New Labour’s blind spot about class
July 21st, 2009If John Bercow discovered sex and New Labour at the same time, as some Tory wags wouold have it, New Labour is now discovering class and elections at the same time, though it’s almost certainly too late. But Alan Milburn’s thesis on reversing Britain’s declining social mobility, published today, is still interesting in highlighting one of this country’s major problems, namely the widening abyss in aspiration and performance between the classes. Pity is however that New Labour, with its emphasis on unbridled markets and ballooning inequality, has played a large part in creating the problem in the first place, and is not exactly best placed to resolve the problem now. Even so, Milburn’s strictures deserve attention: would they create a more open and fairer channel for talent from whatever provenance it comes?
He suggests that universities, particularly the top 13, should give more preference to bright pupils from lower-income homes, not on the basis of positive discrimination which he rejects, but taking account of the context of a school student’s educational performance, i.e. s/he will probably have had to work harder than a competitor from a better-off home. Fair point, but in practice very subjective, and if applied widely and robustly it could well lead to challenges in court from better-off parents. He proposes no-fee degrees for students who stay at home, though that perversely may divert bright but poor students from travelling to better universities. He calls for a child education credit (voucher) so that poorer students in under-performing schools can attend more popular schools, but that would be at the expense of less-performing schools being stripped of whatever talent they have. He inveighs against unpaid internships as the new exclusive step pushing the well-off up the career ladder, and proposes instead a benchmark (Kitemark) obtained either paid (wages) or unpaid (by grants).
All these are are useful, at a price, but they really don’t get to the heart of the matter. The British class system will not be fundamentally changed by mechanistic tweakings here and there, valuable in some cases though they might be. Milburn’s report is called ‘Unleashing Aspirations’, but the central problem is that while most middle-class families instinctively do have aspirations for their children to get to university and beyond, far too many working-class families still regard the educational system as a barrier to be traversed rather than as an opportunity to be grasped. Yes, they have aspirations for their children, but of a very different kind. Milburn admits “there are some people who don’t even aspire to a professional job”, as though that were a revelation. It’s been a fact of life ever since the modern educational system was established, even after the great reforming 1944 Education Act.
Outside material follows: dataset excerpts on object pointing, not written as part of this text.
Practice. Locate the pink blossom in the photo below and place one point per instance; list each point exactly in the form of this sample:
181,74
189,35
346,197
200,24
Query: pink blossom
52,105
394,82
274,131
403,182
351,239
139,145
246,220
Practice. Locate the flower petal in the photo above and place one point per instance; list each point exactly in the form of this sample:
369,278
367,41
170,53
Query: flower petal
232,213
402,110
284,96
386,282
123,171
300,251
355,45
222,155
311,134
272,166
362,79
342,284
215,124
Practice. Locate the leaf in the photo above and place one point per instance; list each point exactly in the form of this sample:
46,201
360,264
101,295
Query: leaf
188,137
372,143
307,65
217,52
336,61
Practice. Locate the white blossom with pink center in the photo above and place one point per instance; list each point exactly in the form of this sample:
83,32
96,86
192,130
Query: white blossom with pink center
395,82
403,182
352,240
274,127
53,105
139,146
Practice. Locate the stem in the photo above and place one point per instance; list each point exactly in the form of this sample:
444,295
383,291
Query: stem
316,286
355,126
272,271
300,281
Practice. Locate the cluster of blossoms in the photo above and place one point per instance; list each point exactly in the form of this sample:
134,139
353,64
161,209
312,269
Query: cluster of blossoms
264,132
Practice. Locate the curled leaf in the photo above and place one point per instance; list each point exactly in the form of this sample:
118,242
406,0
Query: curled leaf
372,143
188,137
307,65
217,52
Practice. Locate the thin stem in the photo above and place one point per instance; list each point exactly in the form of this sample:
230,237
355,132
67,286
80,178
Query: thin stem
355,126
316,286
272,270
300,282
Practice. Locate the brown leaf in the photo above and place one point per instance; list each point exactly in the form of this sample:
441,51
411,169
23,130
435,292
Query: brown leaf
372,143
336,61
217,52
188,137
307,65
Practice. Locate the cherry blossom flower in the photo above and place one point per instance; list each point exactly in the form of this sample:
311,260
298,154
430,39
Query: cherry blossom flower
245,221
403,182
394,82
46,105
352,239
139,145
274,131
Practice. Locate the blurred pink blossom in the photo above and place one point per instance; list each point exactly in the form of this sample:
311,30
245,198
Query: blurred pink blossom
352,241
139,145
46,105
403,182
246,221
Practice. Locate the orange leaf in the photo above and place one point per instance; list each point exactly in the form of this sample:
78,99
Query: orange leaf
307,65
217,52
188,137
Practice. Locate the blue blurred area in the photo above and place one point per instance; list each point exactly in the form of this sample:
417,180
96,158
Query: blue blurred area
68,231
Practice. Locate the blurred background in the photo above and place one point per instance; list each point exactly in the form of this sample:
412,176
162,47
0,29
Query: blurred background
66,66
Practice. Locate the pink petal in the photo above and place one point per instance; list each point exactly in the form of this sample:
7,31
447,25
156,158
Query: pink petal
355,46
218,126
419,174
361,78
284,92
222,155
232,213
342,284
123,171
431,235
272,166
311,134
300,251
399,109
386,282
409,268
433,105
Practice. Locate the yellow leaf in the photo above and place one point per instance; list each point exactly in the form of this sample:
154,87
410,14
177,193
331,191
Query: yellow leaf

So how is this tackled more fundamentally than Milburn envisages? It means changing the perceptions, attitudes and ambitions of a large proportion of families, particularly in poorer neighbourhoods. One way to do this would be to make it part of a teacher’s job to make contact at their own homes with the parents of all the children for whom they are responsible (or at least those who never attend school evenings) and to talk with them about their child’s experience and performance at school, why it is important, and what opportunities it opens up. This may come as a revelation to many parents, but their cooperation (which may not come easily and may require difficult and sensitive handling) may well be more crucial to ‘unleashing aspirations’ than anything the school can do by itself. Class stereotypes learnt at home, as Denis Marsden found in his ground-breaking book in 1962 about working-class children at grammar schools, are often the biggest inhibitor of engagement and commitment without which aspirations will never take root.
The other central problem, which New Labour and the Tories may well find it impossible to overcome, is that a profoundly unequal society will never offer equal opportunity to those at the bottom of the pile. Scandinavia offers the most equal countries in Europe and achieves most social mobility. The US is the most unequal of all and has least mobility, despite the absurd fantasy that anybody can get to the top. The UK is, tragically, getting closer to the US pattern, and until that changes drastically any talk of unleashing aspirations is just rhetoric.